Translation, it downloads on its open and even opens itself for you... all on its own! Yay! Before you know it, and without your asking for it, the standard, friendly looking Mac installer is in front of you. All on its own.
What next? All you have to do is click 'Continue' and so on as you normally would, and poof! your machine is infected.
The thing is, a lot of people won't know any different. All they see is the friendly-looking installer (that can't be harmful, right??), and a 'Continue' button.
What do they do? Click 'Continue,' of course!
What's more, according to Intego, is
Unlike the previous variants of this fake antivirus, no administrator’s password is required to install this program. [Editor's note: emphasis theirs.]
This whole Mac Defender/Protector/Security/Guard trojan malware is causing more than a little buzz, including a piece on Mac Guard on ZDNet.
In the article, author Ed Bott's [Editor's Note: Botts... an apropos name for someone in Internet security], says,
Apple appears to be treating this outbreak as if it were a single incident that won’t be repeated. They seriously underestimate the bad guys, who are not idiots.
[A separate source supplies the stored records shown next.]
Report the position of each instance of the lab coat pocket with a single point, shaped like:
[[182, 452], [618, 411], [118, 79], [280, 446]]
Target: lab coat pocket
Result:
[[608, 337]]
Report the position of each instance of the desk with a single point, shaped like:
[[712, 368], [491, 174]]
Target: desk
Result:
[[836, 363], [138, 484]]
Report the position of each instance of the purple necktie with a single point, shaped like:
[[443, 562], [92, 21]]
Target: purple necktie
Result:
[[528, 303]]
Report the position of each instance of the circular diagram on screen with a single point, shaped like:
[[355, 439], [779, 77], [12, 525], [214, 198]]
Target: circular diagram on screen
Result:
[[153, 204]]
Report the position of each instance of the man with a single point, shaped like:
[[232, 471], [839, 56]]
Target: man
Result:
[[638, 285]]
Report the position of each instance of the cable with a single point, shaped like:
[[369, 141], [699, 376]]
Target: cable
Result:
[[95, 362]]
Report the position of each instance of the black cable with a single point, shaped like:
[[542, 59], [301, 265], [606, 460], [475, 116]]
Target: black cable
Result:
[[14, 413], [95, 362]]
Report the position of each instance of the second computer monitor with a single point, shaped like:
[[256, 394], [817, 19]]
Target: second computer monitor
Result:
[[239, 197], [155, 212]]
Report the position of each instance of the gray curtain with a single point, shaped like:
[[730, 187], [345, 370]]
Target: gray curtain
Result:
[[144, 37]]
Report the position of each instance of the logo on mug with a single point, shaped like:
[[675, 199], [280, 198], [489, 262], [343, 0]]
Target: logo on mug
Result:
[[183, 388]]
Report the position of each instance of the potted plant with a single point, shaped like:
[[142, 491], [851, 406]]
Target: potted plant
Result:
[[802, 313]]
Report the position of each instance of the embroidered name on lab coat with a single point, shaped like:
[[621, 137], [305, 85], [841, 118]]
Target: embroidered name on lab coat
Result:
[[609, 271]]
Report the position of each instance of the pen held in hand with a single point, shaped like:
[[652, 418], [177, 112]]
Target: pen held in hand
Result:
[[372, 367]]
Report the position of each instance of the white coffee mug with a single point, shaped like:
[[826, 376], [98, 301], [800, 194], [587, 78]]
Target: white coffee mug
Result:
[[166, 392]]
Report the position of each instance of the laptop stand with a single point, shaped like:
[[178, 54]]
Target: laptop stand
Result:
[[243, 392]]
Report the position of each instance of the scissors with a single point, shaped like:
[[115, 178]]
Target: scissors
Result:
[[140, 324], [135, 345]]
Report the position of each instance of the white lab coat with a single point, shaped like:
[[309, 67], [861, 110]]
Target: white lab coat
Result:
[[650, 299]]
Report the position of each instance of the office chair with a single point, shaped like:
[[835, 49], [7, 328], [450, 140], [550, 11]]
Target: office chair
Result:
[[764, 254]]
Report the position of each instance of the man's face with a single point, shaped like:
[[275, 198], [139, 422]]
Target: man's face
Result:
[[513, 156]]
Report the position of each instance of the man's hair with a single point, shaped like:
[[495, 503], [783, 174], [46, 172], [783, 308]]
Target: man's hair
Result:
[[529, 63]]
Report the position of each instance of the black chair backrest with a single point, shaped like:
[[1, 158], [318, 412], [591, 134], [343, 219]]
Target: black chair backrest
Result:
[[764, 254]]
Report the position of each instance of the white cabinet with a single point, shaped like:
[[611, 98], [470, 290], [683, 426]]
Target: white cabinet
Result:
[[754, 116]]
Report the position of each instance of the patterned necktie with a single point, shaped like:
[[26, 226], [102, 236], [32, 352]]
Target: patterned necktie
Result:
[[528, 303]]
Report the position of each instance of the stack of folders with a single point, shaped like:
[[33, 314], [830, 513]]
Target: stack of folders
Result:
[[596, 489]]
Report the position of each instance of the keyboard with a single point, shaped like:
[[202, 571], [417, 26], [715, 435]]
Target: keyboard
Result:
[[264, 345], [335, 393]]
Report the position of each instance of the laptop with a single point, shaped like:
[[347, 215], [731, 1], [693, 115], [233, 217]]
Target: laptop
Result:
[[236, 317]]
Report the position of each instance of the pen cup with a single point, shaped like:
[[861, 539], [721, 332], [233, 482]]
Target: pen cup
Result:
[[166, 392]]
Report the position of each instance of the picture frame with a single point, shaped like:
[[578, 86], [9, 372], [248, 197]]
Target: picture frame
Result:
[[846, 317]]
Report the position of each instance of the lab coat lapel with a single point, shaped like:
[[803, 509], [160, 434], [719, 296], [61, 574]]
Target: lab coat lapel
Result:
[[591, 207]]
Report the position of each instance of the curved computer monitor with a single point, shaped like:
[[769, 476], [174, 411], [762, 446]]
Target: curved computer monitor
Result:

"Peter James, an Intego spokeperson, told me his company’s analysts were 'impressed by the quality of the original version.'
"The quick response to Apple’s move suggests they are capable of churning out new releases at Internet speeds, adapting their software and their tactics as their target—Apple—tries to put up new roadblocks.
That about sums up our take on things here, too. Seriously, Apple, these were a couple of real missteps on your part. First the long delay.
Then the craptastic response. C'mon. How 'bout disabling the inane Automatically open "Safe" files. That's not really a default, is it?
That's the best the company that makes innovative products like the iMacs, iPhones, iTunes, iPods, and iPads can do?
Maybe this is going to be a long road after all.
[N.B. The original Apple announcement on Removing Mac Defender, which we discussed in an earlier blog about Mac Defender, mentioned two steps Apple was taking to combat Mac Defender. They were going to be:
- releasing a Mac Defender remover as part of their next update and
- having OSX do some sort of realtime intervention if you tried to install the malware.]